Peut-être a-t-on besoin d’espace et de silence en ce début d’année. Peut-être que les films de Michelangelo Frammartino pourront nous convenir ; on pourra s’y lover. Dans l’un de ses textes accompagnant le Fragment d’une œuvre du cinéaste, notre programmateur Fabien David utilise certains mots : calmement, sans discours, avec force, en douceur, avec humour aussi. Voilà. Nous vous invitons à entrer dans les films de ce réalisateur italien, tout de contemplation et d’attention aux paysages et aux êtres et choses qui les peuplent.

Il Dono se déroule en Calabre, dans un petit village qui petit à petit se dépeuple. Un vieil homme et sa maison, une jeune femme et son vélo, un téléphone portable, une image porno, des animaux, des épaves de voitures, des gestes et des rituels : tels en sont les principaux composants. Et cela se déroule, avec une toute petite trame de fiction. Il faut s’y laisser aller, dans ce premier film du réalisateur, qui annonce calmement les suivants.

Il y a Le Quattro Volte, en Calabre encore, et encore d’une attention rare aux éléments, où « dialoguent les branches sous le vent et les cloches au cou des chèvres bêlantes »… Et puis il y a Il Buco, son dernier long métrage. « Ici, le cinéaste se fait spéléologue et nous entraîne dans l’exploration d’un hors-champ absolu : un gouffre, l’un des plus profonds d’Europe » écrit Fabien David. C’est l’Abîme de Bifurto. Un tournage qui a posé des défis physiques fous pour l’équipe, mais aussi de grands défis de réalisation pour le cinéaste ! Comment filmer ce paysage, l’inconnu absolu, le noir, le sombre, l’abîme ? Avec quel film peut-on bien en ressortir ? Allons y voir, pour savoir… Laissons-nous prendre dans les films de Frammartino !

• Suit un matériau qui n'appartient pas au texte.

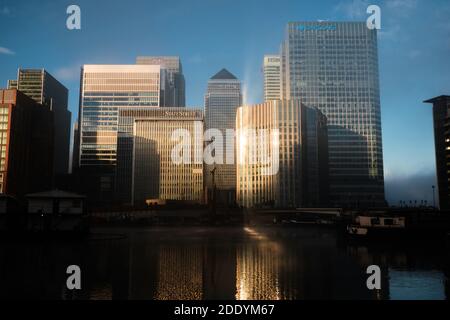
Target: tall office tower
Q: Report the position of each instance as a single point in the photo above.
(176, 96)
(222, 98)
(76, 146)
(334, 66)
(441, 119)
(105, 90)
(125, 146)
(26, 144)
(46, 90)
(156, 174)
(272, 77)
(282, 160)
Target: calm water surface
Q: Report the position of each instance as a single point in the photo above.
(231, 263)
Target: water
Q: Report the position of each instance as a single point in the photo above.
(229, 263)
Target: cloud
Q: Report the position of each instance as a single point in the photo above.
(401, 4)
(4, 50)
(410, 187)
(354, 9)
(5, 11)
(68, 73)
(414, 54)
(196, 59)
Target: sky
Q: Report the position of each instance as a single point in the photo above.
(414, 55)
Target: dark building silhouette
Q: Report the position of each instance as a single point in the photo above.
(26, 144)
(43, 88)
(441, 119)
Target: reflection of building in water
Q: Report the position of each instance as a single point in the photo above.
(219, 271)
(365, 259)
(180, 273)
(257, 272)
(308, 266)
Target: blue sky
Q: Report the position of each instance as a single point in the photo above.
(414, 55)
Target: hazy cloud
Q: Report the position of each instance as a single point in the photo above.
(68, 73)
(5, 11)
(401, 4)
(4, 50)
(410, 188)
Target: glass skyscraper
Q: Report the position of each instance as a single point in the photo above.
(176, 94)
(222, 98)
(294, 137)
(272, 74)
(334, 66)
(105, 90)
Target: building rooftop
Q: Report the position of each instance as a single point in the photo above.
(55, 194)
(223, 74)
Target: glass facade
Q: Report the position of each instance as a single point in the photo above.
(175, 93)
(155, 174)
(296, 139)
(222, 98)
(272, 74)
(106, 90)
(334, 66)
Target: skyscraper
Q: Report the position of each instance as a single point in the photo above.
(441, 119)
(42, 87)
(222, 98)
(334, 66)
(272, 77)
(105, 90)
(156, 175)
(281, 151)
(176, 96)
(26, 144)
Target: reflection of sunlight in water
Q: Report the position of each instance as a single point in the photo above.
(180, 274)
(416, 285)
(258, 269)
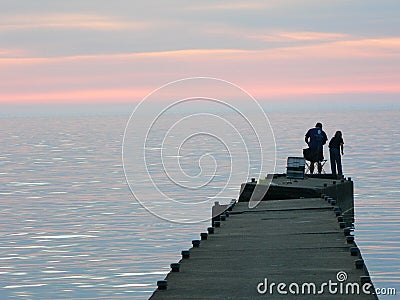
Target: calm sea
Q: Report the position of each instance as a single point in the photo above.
(71, 229)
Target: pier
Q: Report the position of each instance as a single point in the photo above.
(298, 243)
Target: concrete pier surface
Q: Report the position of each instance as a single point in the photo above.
(292, 248)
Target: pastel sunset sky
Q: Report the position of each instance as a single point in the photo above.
(119, 51)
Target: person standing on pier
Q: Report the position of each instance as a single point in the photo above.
(335, 148)
(316, 138)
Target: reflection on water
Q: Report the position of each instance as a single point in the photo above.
(69, 227)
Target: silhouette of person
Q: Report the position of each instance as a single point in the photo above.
(316, 138)
(335, 148)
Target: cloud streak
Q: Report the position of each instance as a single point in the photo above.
(356, 66)
(68, 21)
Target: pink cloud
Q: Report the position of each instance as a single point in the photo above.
(81, 21)
(352, 66)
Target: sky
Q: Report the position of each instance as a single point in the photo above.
(119, 51)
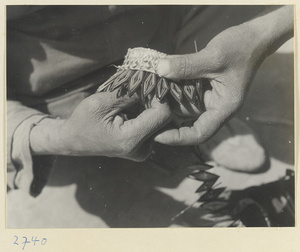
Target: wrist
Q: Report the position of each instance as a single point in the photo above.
(271, 29)
(46, 138)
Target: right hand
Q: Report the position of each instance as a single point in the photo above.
(97, 128)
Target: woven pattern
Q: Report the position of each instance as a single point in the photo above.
(138, 74)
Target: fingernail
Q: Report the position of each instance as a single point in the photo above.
(163, 68)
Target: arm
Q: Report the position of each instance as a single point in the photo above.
(229, 62)
(96, 128)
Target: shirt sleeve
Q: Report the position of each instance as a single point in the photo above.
(20, 120)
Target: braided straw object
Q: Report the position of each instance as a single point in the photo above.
(138, 73)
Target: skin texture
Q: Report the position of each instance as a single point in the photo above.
(229, 62)
(97, 127)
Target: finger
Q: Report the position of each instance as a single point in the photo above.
(206, 125)
(113, 103)
(188, 66)
(148, 122)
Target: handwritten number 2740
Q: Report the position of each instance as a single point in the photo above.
(34, 240)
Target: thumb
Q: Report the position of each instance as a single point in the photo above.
(115, 102)
(187, 66)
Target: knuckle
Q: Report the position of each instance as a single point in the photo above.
(182, 66)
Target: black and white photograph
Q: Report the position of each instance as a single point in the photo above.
(149, 116)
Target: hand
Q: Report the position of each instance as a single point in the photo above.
(229, 62)
(97, 127)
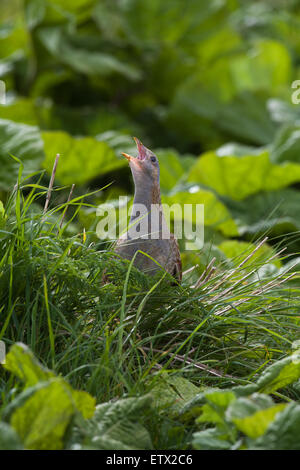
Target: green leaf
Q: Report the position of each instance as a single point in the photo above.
(210, 439)
(9, 439)
(216, 214)
(172, 168)
(272, 212)
(238, 251)
(68, 50)
(280, 374)
(238, 177)
(84, 403)
(21, 362)
(81, 159)
(247, 406)
(116, 426)
(286, 146)
(21, 110)
(173, 392)
(42, 421)
(25, 143)
(256, 425)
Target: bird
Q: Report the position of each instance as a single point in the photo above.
(148, 237)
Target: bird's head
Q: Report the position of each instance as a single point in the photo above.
(145, 167)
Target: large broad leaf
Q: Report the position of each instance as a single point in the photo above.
(272, 212)
(172, 168)
(216, 214)
(42, 421)
(25, 143)
(41, 413)
(81, 159)
(210, 439)
(21, 362)
(286, 146)
(22, 110)
(253, 415)
(67, 49)
(238, 177)
(171, 393)
(283, 432)
(9, 439)
(280, 374)
(116, 426)
(238, 251)
(235, 104)
(256, 425)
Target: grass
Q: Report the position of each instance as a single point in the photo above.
(118, 339)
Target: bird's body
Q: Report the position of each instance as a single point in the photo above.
(148, 233)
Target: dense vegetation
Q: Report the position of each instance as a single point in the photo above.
(209, 364)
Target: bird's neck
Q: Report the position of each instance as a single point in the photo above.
(147, 195)
(148, 209)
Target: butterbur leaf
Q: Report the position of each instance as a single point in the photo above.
(9, 439)
(210, 439)
(216, 214)
(42, 412)
(220, 398)
(81, 159)
(42, 421)
(171, 393)
(116, 426)
(286, 146)
(21, 362)
(280, 374)
(81, 59)
(240, 176)
(243, 406)
(283, 432)
(84, 403)
(25, 143)
(255, 425)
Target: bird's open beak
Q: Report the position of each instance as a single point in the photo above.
(127, 156)
(142, 152)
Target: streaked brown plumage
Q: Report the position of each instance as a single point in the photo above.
(148, 230)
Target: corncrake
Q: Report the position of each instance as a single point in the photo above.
(2, 92)
(296, 351)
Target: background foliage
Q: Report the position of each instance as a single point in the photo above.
(207, 86)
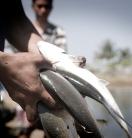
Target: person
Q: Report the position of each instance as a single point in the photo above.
(19, 72)
(49, 31)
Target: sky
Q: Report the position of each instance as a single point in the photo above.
(89, 23)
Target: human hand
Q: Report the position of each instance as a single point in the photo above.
(19, 74)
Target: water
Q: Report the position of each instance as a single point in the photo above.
(111, 129)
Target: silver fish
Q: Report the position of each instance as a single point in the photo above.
(71, 99)
(87, 81)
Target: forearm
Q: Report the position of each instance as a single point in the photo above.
(3, 56)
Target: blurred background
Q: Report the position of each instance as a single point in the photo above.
(101, 31)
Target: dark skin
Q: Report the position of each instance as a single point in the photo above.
(19, 72)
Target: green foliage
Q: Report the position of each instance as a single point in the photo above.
(107, 51)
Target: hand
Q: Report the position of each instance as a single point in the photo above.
(19, 74)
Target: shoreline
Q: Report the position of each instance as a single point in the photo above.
(117, 80)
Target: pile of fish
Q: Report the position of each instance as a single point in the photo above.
(68, 84)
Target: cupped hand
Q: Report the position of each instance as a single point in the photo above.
(19, 74)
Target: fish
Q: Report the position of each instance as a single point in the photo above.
(87, 83)
(66, 94)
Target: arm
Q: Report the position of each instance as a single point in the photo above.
(19, 72)
(17, 28)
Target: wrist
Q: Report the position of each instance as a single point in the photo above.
(3, 63)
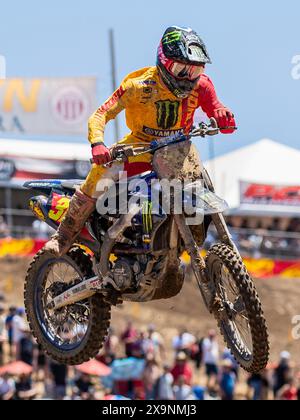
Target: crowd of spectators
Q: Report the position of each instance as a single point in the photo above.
(184, 368)
(256, 237)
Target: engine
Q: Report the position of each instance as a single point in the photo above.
(126, 273)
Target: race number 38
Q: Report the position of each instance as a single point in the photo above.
(59, 207)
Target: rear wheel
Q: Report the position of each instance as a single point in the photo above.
(74, 334)
(238, 308)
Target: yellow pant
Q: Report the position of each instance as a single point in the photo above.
(99, 176)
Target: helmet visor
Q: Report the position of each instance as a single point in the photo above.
(184, 71)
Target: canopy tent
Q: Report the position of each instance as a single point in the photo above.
(22, 160)
(265, 162)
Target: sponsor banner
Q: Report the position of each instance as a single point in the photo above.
(265, 268)
(258, 268)
(269, 194)
(59, 106)
(20, 247)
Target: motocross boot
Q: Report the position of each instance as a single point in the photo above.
(81, 207)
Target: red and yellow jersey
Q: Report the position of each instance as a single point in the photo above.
(152, 111)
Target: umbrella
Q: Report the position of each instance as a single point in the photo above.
(16, 369)
(115, 398)
(94, 368)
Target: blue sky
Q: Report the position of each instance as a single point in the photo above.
(251, 43)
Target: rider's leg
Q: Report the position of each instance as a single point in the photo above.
(82, 205)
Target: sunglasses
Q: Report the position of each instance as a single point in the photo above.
(184, 71)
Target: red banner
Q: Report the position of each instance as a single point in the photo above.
(269, 194)
(20, 247)
(259, 268)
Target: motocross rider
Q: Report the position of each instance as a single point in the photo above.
(159, 102)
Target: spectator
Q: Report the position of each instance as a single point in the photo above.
(197, 355)
(184, 342)
(140, 347)
(283, 372)
(210, 350)
(164, 386)
(85, 386)
(2, 334)
(7, 388)
(227, 381)
(150, 376)
(259, 386)
(182, 368)
(24, 389)
(157, 343)
(110, 349)
(183, 391)
(18, 331)
(227, 355)
(4, 231)
(289, 391)
(129, 337)
(9, 329)
(59, 374)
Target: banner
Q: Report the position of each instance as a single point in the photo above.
(20, 247)
(258, 268)
(46, 106)
(269, 194)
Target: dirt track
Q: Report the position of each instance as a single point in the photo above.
(281, 301)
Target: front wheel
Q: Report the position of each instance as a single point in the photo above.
(238, 308)
(74, 334)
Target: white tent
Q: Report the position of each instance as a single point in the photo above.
(265, 162)
(45, 150)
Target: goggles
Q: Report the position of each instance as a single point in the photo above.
(185, 71)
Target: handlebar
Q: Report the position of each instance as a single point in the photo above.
(121, 153)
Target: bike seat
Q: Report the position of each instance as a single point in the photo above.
(72, 184)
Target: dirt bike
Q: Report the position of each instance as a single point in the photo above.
(68, 300)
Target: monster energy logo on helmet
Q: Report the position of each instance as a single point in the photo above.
(167, 114)
(170, 37)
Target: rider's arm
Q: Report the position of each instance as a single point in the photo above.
(213, 107)
(108, 111)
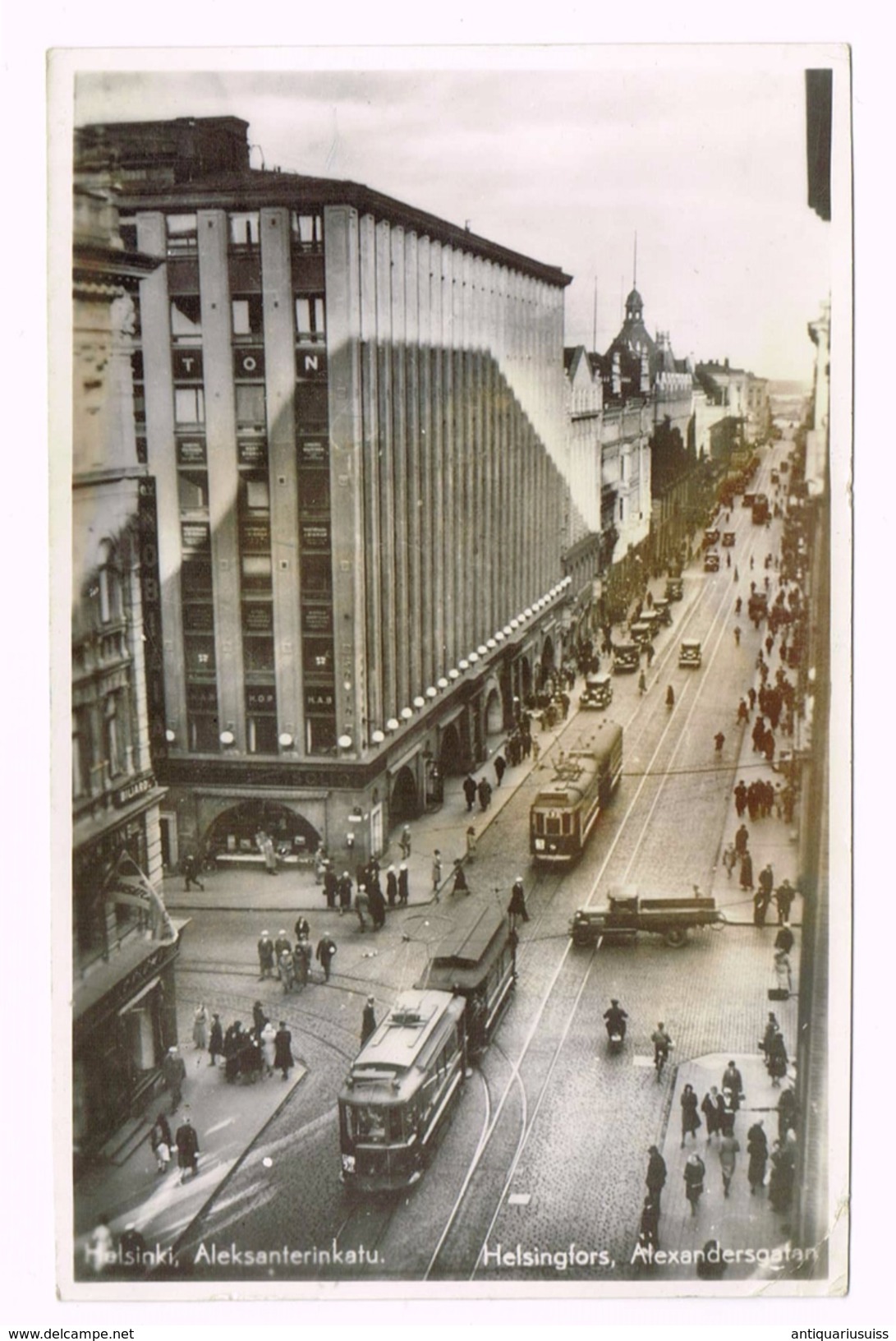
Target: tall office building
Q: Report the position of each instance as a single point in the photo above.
(354, 415)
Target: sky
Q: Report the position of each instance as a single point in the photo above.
(700, 154)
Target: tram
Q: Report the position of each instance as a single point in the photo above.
(401, 1090)
(477, 961)
(566, 812)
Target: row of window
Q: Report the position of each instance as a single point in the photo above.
(244, 229)
(246, 318)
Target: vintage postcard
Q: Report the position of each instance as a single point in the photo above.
(452, 628)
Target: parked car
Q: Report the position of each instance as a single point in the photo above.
(598, 692)
(690, 653)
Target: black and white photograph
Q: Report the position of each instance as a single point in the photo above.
(452, 629)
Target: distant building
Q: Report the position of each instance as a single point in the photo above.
(125, 946)
(354, 413)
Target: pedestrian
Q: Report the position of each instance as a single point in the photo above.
(690, 1115)
(655, 1177)
(733, 1081)
(200, 1027)
(783, 896)
(783, 975)
(216, 1041)
(161, 1143)
(728, 1147)
(460, 885)
(713, 1109)
(758, 1152)
(517, 906)
(369, 1021)
(188, 1148)
(283, 1058)
(649, 1228)
(377, 904)
(485, 793)
(268, 1045)
(174, 1076)
(777, 1058)
(728, 859)
(192, 872)
(324, 954)
(287, 969)
(694, 1175)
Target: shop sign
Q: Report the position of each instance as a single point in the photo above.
(248, 362)
(133, 790)
(188, 365)
(311, 365)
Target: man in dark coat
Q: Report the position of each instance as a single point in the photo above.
(655, 1175)
(174, 1076)
(188, 1147)
(267, 956)
(369, 1021)
(517, 906)
(283, 1058)
(324, 952)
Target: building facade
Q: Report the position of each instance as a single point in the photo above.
(123, 943)
(354, 415)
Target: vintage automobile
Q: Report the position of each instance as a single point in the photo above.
(690, 653)
(627, 656)
(598, 692)
(628, 912)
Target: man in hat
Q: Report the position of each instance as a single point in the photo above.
(174, 1076)
(369, 1021)
(265, 955)
(188, 1147)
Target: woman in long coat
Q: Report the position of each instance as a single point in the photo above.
(758, 1152)
(200, 1026)
(690, 1116)
(777, 1058)
(283, 1058)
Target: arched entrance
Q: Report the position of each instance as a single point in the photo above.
(235, 829)
(405, 804)
(450, 759)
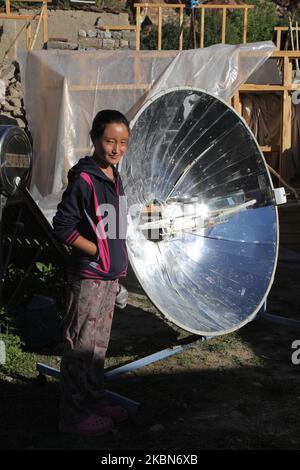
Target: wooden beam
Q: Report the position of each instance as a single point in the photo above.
(45, 24)
(237, 104)
(159, 31)
(207, 7)
(138, 28)
(181, 29)
(111, 27)
(7, 7)
(245, 25)
(223, 36)
(202, 28)
(286, 138)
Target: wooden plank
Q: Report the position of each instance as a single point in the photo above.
(269, 148)
(286, 140)
(45, 24)
(111, 86)
(159, 31)
(237, 104)
(253, 87)
(245, 26)
(181, 29)
(223, 34)
(18, 17)
(28, 35)
(202, 27)
(207, 7)
(111, 27)
(278, 38)
(138, 28)
(38, 27)
(7, 7)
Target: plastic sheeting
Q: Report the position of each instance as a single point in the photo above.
(263, 115)
(63, 90)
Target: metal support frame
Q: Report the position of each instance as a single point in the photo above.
(111, 374)
(189, 342)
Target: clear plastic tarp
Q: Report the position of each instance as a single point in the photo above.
(63, 90)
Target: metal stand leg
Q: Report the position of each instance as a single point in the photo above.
(264, 315)
(131, 405)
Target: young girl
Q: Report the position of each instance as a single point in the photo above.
(92, 220)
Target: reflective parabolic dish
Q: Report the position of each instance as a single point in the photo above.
(203, 226)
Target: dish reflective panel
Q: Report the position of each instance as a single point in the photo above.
(203, 228)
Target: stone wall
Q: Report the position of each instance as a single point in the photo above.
(11, 95)
(62, 24)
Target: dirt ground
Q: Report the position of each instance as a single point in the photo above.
(239, 391)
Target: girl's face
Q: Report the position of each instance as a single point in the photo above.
(111, 146)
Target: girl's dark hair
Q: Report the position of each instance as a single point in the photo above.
(105, 117)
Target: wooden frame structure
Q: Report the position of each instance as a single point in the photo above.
(181, 7)
(285, 89)
(42, 16)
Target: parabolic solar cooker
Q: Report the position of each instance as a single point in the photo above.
(203, 222)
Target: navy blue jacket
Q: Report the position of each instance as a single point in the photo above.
(93, 206)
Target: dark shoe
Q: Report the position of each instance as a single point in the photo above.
(116, 412)
(92, 426)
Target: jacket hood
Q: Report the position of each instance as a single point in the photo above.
(88, 165)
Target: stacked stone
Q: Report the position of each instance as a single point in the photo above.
(96, 39)
(11, 96)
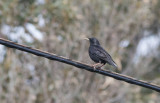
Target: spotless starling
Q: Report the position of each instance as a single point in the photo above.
(98, 54)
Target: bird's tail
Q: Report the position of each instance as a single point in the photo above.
(114, 64)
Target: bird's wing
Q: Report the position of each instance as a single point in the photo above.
(103, 55)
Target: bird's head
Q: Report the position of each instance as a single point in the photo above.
(93, 41)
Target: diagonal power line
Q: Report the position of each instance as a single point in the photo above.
(80, 65)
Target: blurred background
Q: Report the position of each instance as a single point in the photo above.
(128, 29)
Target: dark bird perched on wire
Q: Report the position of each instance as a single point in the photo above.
(98, 54)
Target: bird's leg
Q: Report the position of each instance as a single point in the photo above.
(94, 65)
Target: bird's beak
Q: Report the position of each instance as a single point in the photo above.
(86, 38)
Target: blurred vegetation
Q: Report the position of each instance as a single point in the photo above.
(25, 78)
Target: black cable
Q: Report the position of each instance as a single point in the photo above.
(79, 65)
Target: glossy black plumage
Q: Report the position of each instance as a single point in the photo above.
(98, 54)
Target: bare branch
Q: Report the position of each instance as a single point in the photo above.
(79, 65)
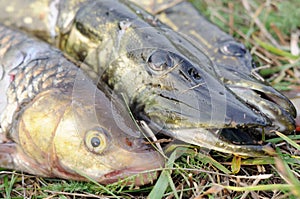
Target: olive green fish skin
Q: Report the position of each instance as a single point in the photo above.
(232, 61)
(166, 80)
(56, 123)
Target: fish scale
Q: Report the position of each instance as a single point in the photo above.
(29, 78)
(55, 122)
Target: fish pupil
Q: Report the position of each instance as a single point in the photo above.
(160, 60)
(95, 142)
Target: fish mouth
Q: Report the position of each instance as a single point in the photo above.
(264, 98)
(242, 142)
(136, 176)
(190, 97)
(140, 174)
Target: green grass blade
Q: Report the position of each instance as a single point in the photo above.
(288, 140)
(164, 179)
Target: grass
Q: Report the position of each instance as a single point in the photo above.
(266, 29)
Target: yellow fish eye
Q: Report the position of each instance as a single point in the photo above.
(96, 140)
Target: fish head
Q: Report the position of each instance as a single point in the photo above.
(170, 92)
(61, 135)
(238, 72)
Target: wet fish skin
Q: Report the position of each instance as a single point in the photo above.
(233, 63)
(55, 117)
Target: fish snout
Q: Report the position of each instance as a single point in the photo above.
(183, 95)
(268, 102)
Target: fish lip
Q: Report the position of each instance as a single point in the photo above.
(209, 139)
(272, 104)
(142, 175)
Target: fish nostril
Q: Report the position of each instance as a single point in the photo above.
(194, 74)
(234, 49)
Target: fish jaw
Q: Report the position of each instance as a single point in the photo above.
(212, 139)
(185, 96)
(51, 142)
(270, 102)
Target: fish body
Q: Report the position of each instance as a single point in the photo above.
(233, 63)
(165, 79)
(56, 123)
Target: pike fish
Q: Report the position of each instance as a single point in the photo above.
(55, 122)
(232, 61)
(167, 80)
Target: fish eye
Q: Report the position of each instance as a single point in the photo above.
(160, 60)
(233, 49)
(96, 140)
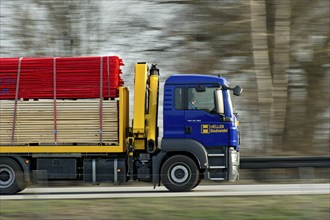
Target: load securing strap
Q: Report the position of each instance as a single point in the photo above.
(16, 100)
(54, 98)
(101, 98)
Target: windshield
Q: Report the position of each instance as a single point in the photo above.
(230, 103)
(202, 100)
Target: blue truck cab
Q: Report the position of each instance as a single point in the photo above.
(200, 122)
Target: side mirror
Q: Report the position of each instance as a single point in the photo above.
(237, 90)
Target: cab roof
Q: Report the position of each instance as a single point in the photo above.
(195, 79)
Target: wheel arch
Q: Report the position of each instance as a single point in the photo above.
(170, 147)
(22, 163)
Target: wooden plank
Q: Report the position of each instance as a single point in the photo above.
(77, 122)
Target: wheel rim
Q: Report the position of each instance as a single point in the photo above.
(7, 176)
(180, 174)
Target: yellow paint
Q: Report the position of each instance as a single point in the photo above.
(139, 144)
(140, 86)
(153, 103)
(123, 116)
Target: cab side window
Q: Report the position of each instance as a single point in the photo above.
(178, 98)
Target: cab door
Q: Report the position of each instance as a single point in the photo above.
(205, 122)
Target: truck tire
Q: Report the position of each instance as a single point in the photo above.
(11, 176)
(179, 174)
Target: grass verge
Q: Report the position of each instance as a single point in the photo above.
(246, 207)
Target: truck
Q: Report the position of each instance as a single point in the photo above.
(200, 143)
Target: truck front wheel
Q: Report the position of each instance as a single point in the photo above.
(11, 176)
(179, 174)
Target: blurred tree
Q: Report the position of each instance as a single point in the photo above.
(262, 66)
(281, 63)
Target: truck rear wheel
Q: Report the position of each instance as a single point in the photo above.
(179, 174)
(11, 177)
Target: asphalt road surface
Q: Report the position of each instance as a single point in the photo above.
(100, 192)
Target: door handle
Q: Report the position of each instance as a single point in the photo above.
(188, 129)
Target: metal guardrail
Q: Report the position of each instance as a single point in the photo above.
(284, 162)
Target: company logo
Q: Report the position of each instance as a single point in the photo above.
(208, 129)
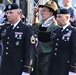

En Afghanistan ou au Pakistan, dans certains endroits, dans certaines familles, lorsqu’on n’a pas eu de fille, on fait le choix d’en élever une à la manière d’un garçon. C’est une pratique ancienne, connue sous les mots « Bacha Posh ». « Habillée comme un garçon » cette jeune fille grandit et se présente à la société, accédant ainsi aux rôles que celle-ci réserve aux hommes. Dans Boy, de Yalda Afsah et Ginan Seidl, nous suivons deux histoires de Bacha Posh. Celle de Farahnaz, 13 ans, à Mazar-e-Sharif, et celle d’une chanteuse afghane de 24 ans vivant aujourd’hui à Londres, qui témoigne du fait qu’elle portait des vêtements de garçon pour être plus libre dans la société afghane…


Être réalisatrice et patiente, c’est la position peu banale de Marie Bottois dans Le Passage du col : d’un côté, en pleine maîtrise de son film et de l’autre en position d’extrême vulnérabilité. La cinéaste se fait poser un stérilet en compagnie de Léna, sage-femme jouant son propre rôle, et d’une petite équipe de techniciennes de cinéma. « Marie Bottois nous fait traverser avec une émotion vive ce moment que de nombreux·es patient·es vivent sans voir, ni toujours comprendre ce qui se passe dans leur vagin », écrit notre programmatrice Lysa Heurtier Manzanares. Un partage d’expérience qui revendique son lien avec le cinéma militant féministe des années 70 et qui, par la douceur et la confiance de ce moment, renvoie immanquablement à ce qu’il peut y avoir de violences dans le cadre gynécologique. Et puis il y a la pellicule, qui donne au film sa matière, et à ce passage du col les couleurs d’un « paysage inconnu ou oublié »…


Pour finir, nous vous invitons dans une enquête impressionnante et terrible. Celle qui a suivi l’incendie d’une boîte de nuit, le Colectiv Club, à Bucarest en 2015 : de nombreux patients admis dans des hôpitaux sont décédés alors que leurs blessures n’auraient pas dû mettre leurs vies en danger. L’Affaire collective raconte l’investigation qui suivit, qui fit éclater un immense scandale, sanitaire et politique, révélant la corruption au sein du gouvernement. Une corruption qui, presque directement, tue des gens. C’est le jury jeune du festival Best of Doc qui rédige l’avis de ce film et qui, lucide, écrit : « L’Affaire collective choque et indigne, mais aussi fait sourire et pleurer, tout en nous faisant nous questionner sur la politique actuelle ».

Bons films !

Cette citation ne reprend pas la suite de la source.